Comet 67P/Churyumov-Gerasimenko sheds dust coat accumulated over the past four years
Nature 518, 7538 (2015). doi:10.1038/nature14159
Authors: Rita Schulz, Martin Hilchenbach, Yves Langevin, Jochen Kissel, Johan Silen, Christelle Briois, Cecile Engrand, Klaus Hornung, Donia Baklouti, Anaïs Bardyn, Hervé Cottin, Henning Fischer, Nicolas Fray, Marie Godard, Harry Lehto, Léna Le Roy, Sihane Merouane, François-Régis Orthous-Daunay, John Paquette, Jouni Rynö, Sandra Siljeström, Oliver Stenzel, Laurent Thirkell, Kurt Varmuza & Boris Zaprudin
Comets are composed of dust and frozen gases. The ices are mixed with the refractory material either as an icy conglomerate, or as an aggregate of pre-solar grains (grains that existed prior to the formation of the Solar System), mantled by an ice layer. The presence of water-ice grains in periodic comets is now well established. Modelling of infrared spectra obtained about ten kilometres from the nucleus of comet Hartley 2 suggests that larger dust particles are being physically decoupled from fine-grained water-ice particles that may be aggregates, which supports the icy-conglomerate model. It is known that comets build up crusts of dust that are subsequently shed as they approach perihelion.
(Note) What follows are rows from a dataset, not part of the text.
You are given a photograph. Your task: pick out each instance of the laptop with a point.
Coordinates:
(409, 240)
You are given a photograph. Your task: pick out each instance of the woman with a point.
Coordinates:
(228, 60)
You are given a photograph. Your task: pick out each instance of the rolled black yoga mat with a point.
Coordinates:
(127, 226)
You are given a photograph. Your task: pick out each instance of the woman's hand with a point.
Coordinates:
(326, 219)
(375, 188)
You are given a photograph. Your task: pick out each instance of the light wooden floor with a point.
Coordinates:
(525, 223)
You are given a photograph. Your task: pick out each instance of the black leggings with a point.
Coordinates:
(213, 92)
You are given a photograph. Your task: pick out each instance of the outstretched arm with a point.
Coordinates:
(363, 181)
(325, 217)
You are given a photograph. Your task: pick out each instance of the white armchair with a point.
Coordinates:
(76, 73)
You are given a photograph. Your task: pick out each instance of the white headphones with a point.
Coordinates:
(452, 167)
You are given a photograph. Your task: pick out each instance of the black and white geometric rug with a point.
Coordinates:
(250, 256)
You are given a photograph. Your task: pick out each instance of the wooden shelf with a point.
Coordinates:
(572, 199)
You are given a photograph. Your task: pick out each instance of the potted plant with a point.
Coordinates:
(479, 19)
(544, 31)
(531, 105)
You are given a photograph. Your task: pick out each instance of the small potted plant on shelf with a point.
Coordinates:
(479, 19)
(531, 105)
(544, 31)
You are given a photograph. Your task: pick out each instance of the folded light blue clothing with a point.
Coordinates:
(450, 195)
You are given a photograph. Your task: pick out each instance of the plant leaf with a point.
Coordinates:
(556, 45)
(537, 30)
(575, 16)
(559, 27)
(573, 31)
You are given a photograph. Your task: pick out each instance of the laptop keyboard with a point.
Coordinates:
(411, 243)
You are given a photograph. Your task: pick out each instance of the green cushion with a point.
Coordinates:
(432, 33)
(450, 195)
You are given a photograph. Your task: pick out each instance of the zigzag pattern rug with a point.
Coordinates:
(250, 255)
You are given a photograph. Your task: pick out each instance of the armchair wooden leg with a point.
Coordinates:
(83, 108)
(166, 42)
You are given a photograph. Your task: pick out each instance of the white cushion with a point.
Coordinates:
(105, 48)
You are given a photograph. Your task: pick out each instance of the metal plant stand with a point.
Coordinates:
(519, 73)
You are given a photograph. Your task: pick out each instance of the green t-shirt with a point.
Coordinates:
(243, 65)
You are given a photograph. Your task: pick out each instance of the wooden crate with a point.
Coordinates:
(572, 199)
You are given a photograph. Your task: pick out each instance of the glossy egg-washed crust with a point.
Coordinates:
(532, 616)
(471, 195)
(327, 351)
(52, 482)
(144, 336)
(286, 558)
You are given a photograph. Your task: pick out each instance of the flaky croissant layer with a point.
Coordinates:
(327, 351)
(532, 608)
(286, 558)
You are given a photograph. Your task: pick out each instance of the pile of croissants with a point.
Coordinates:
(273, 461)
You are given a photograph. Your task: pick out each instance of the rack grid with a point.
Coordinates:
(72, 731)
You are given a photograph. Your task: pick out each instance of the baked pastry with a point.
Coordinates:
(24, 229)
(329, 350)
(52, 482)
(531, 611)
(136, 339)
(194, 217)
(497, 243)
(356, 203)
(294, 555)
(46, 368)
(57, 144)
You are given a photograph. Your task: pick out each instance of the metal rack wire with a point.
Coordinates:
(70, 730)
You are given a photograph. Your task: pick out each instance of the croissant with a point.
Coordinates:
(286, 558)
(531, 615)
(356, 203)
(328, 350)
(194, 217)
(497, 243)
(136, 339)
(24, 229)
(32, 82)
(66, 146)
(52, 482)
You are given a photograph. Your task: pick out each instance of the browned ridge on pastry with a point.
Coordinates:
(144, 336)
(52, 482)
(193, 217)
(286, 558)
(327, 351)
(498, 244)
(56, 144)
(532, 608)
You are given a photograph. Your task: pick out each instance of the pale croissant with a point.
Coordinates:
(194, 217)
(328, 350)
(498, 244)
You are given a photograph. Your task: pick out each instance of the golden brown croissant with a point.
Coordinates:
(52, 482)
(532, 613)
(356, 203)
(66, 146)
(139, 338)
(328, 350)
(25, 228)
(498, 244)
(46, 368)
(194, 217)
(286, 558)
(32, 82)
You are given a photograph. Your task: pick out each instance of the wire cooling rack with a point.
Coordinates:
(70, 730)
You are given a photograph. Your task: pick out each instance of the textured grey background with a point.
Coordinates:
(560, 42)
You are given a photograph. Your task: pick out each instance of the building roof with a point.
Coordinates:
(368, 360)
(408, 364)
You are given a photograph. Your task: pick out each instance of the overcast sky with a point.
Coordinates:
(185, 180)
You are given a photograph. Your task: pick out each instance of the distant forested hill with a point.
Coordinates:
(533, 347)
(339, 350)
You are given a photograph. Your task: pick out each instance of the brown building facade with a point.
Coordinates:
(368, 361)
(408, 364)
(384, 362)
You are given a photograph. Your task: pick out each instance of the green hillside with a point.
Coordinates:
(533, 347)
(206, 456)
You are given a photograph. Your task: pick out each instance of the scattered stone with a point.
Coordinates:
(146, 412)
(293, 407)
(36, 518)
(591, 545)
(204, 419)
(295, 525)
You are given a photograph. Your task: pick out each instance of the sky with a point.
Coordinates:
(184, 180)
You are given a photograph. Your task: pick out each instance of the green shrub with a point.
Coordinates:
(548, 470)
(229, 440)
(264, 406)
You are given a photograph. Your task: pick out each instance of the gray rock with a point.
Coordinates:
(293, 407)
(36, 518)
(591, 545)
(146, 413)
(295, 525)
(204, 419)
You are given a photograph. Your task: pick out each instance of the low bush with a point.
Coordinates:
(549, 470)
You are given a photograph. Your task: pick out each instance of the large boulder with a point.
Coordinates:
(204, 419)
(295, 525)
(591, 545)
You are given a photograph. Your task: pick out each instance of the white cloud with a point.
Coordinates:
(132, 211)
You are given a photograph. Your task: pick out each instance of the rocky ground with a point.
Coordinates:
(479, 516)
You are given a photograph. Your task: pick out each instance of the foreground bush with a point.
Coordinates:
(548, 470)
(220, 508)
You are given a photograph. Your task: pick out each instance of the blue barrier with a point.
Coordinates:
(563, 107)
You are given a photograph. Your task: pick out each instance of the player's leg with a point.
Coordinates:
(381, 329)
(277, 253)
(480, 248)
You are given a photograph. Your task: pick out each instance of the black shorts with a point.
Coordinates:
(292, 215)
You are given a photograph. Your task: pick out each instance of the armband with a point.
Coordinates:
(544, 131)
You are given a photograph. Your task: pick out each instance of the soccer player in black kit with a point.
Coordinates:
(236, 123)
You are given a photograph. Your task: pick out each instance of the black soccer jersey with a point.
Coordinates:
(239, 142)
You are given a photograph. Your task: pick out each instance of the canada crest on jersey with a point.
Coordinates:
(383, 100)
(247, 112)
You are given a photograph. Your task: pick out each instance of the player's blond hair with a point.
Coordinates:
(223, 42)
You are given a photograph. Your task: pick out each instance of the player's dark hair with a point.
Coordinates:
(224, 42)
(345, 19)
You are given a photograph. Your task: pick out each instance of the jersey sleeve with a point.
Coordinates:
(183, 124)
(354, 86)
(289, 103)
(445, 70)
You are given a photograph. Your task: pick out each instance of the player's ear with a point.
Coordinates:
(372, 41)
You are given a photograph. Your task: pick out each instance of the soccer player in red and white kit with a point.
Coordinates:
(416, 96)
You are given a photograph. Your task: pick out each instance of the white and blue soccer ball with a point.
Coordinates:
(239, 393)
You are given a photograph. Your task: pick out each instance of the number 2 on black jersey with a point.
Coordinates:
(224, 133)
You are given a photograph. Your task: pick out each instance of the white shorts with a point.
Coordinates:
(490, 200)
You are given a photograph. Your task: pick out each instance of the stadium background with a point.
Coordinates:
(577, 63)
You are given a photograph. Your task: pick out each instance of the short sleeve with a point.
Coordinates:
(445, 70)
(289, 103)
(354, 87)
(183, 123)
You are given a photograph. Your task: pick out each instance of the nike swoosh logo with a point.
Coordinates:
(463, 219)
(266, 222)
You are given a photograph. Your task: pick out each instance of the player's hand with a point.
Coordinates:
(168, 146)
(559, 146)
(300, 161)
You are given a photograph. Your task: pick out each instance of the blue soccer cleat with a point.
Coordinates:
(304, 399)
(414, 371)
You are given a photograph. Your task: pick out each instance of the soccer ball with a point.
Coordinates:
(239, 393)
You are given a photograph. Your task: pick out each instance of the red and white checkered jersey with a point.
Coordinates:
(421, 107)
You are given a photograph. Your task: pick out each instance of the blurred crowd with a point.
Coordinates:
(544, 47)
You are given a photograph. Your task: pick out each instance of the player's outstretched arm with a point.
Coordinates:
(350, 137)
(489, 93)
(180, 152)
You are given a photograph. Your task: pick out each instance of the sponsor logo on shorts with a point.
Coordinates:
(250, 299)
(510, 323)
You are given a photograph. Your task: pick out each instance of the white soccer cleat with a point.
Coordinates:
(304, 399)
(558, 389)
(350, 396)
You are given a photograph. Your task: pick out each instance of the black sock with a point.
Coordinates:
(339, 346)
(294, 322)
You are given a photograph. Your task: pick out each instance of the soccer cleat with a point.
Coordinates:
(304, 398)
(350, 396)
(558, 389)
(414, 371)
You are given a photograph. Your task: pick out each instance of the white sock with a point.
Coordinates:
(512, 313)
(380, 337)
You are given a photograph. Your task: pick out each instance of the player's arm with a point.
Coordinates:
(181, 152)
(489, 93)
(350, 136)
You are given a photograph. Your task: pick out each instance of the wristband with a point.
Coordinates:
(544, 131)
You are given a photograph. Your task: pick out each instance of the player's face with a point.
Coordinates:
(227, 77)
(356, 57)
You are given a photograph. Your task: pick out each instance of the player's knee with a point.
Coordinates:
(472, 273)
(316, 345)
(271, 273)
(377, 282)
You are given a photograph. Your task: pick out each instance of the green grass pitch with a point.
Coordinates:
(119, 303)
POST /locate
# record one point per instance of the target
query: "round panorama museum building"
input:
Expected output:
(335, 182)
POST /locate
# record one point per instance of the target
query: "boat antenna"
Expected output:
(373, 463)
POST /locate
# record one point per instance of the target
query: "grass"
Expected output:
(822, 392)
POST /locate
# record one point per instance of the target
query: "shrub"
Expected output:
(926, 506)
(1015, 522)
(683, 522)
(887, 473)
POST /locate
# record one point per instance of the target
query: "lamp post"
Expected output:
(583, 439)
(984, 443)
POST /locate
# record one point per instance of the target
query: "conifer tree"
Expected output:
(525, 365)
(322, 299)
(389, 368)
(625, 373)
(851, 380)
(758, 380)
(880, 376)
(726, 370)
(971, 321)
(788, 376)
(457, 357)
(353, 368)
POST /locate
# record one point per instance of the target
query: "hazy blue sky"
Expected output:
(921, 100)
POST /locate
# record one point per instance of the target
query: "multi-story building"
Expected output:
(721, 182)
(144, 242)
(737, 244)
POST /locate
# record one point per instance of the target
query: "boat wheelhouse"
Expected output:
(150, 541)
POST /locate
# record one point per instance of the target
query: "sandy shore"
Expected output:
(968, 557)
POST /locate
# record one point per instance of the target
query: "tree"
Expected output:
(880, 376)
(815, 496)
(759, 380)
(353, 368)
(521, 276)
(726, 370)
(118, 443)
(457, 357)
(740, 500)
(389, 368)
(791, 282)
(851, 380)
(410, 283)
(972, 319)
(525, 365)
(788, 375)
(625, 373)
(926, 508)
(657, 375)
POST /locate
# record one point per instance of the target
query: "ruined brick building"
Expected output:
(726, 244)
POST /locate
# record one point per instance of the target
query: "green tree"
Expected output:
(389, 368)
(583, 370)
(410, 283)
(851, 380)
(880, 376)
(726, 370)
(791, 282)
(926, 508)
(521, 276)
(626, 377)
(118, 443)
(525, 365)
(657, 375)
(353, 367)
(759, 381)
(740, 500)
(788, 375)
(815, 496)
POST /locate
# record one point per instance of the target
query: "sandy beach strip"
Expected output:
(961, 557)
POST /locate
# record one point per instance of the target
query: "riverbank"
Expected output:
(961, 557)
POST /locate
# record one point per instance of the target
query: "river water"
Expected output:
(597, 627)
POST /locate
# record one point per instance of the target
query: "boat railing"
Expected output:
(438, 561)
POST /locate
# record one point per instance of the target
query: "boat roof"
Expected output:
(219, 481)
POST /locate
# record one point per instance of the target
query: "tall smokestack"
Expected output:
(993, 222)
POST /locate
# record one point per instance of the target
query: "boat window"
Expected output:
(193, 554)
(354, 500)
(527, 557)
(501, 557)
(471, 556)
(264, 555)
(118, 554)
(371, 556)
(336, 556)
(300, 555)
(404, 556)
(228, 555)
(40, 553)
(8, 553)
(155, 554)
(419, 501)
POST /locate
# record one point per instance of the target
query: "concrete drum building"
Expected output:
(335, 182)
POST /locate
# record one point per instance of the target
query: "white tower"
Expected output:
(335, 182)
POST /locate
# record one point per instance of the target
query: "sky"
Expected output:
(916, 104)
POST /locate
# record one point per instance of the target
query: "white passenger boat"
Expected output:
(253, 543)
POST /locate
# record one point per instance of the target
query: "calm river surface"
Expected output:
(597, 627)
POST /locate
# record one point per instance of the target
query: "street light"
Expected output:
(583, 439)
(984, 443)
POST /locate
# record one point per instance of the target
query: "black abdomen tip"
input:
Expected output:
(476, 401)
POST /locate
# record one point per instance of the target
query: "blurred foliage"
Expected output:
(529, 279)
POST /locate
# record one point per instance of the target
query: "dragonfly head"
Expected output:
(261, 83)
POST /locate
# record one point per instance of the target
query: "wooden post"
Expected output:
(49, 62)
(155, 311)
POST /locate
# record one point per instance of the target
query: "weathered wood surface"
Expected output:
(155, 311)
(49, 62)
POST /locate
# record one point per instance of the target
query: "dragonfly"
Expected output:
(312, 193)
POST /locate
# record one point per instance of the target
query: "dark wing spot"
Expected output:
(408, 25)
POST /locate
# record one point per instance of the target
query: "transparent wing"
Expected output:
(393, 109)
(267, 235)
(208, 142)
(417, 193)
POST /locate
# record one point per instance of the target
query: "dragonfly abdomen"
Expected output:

Micrometre-sized interplanetary dust particles collected in the Earth’s stratosphere and certain micrometeorites are assumed to be of cometary origin. Here we report that grains collected from the Jupiter-family comet 67P/Churyumov-Gerasimenko come from a dusty crust that quenches the material outflow activity at the comet surface. The larger grains (exceeding 50 micrometres across) are fluffy (with porosity over 50 per cent), and many shattered when collected on the target plate, suggesting that they are agglomerates of entities in the size range of interplanetary dust particles. Their surfaces are generally rich in sodium, which explains the high sodium abundance in cometary meteoroids. The particles collected to date therefore probably represent parent material of interplanetary dust particles. This argues against comet dust being composed of a silicate core mantled by organic refractory material and then by a mixture of water-dominated ices. At its previous recurrence (orbital period 6.5 years), the comet’s dust production doubled when it was between 2.7 and 2.5 astronomical units from the Sun, indicating that this was when the nucleus shed its mantle. Once the mantle is shed, unprocessed material starts to supply the developing coma, radically changing its dust component, which then also contains icy grains, as detected during encounters with other comets closer to the Sun.